More celebrated is the Diwan-i-Khas, the private audience-hall, square in plan with stairs in the walls leading to galleries which cross the building at the second floor level to the capital (elaborately bracketed) of a central column. Cut on the floor of one of these galleries I noticed a stone-mason's mark, in the form of a bow and arrow, the arrow being fitted in place across the strung bow.
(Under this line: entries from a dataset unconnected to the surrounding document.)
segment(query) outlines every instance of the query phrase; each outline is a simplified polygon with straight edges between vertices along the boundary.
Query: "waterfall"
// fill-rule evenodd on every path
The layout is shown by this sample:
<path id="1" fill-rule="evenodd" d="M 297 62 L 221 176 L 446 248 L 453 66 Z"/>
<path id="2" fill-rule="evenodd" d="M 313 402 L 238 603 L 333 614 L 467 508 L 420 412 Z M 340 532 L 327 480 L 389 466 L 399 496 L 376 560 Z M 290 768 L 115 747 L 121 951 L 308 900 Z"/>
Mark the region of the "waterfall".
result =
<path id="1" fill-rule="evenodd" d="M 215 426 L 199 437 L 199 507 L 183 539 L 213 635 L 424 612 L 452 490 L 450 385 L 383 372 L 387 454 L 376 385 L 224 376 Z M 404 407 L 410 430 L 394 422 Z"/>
The huge head of the centre column is a very king of capitals, and although it appears much out of proportion if considered solely in relation to the column, it does not seem so when properly regarded as part of the whole conception of this curious hall.
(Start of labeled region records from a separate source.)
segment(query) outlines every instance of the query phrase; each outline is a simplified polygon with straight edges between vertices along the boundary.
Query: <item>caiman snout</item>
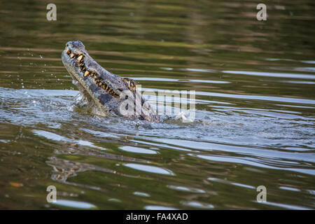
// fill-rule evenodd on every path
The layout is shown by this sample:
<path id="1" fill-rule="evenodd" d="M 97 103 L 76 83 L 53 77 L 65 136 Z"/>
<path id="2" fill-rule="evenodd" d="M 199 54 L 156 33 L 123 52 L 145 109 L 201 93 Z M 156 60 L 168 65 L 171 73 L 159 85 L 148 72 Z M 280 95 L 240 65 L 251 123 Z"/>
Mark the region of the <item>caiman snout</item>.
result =
<path id="1" fill-rule="evenodd" d="M 62 58 L 81 94 L 104 113 L 149 121 L 160 120 L 136 89 L 139 83 L 104 69 L 90 56 L 81 41 L 66 43 Z M 140 111 L 139 105 L 141 107 Z M 126 110 L 129 110 L 128 113 Z"/>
The short massive crossing arms of the gallery, which the column supports, give the feeling that they themselves help to hold up that huge cluster of stone brackets below them, and our eyes are affected as if its weight were partly borne by the shaft beneath it and partly by the crossing bars above.

It is in that central space at the crossing of the galleries that Akhbar is reputed to have sat discussing religions and philosophies, and nothing I have heard more convinced me of his tolerant disposition than the choice of such a very restricted space for argument.

Another privileged seat was that called the Grukimundi, under a small stone canopy outside one corner of a building known as the Ankh Michauli. This seat was allotted to a Hindoo teacher who, said Riaz Ahmad, instructed Akhbar in the doctrine of the transmigration of souls. Then there was the pachisi-board in large squares on which girls stood as pawns in the game played from a blue stone cross on the centre of the pavement. I was indeed shown by the assiduous Riaz Ahmad all the many sights of this dead city of Akhbar's court—House of Miriam with its garden and its bath—Palace of Birbal with its rich intricate and elaborate carving—Palace of Jodh Bai with an exquisitely latticed room projecting over Miriam's garden, and the Panch Mahal with its five colonnaded storeys on the first floor of which there are fifty-six pillars, each differently carved.

The court ladies used the Panch Mahal as a kind of playground, and I walked along part of a covered passage way which led thence to the Khawbgah. Then there was the great mosque, very lofty, and the Dargah Mosque with the tomb of Salim Chisti exquisitely beautiful with white marble screens of the most delicate fretted tracery, shutting in the tomb itself under a domed roof.

Salim Chisti himself was the hermit saint whose prophecies led Akhbar to build a city in that very arid neighbourhood, and Riaz Ahmad was of his family.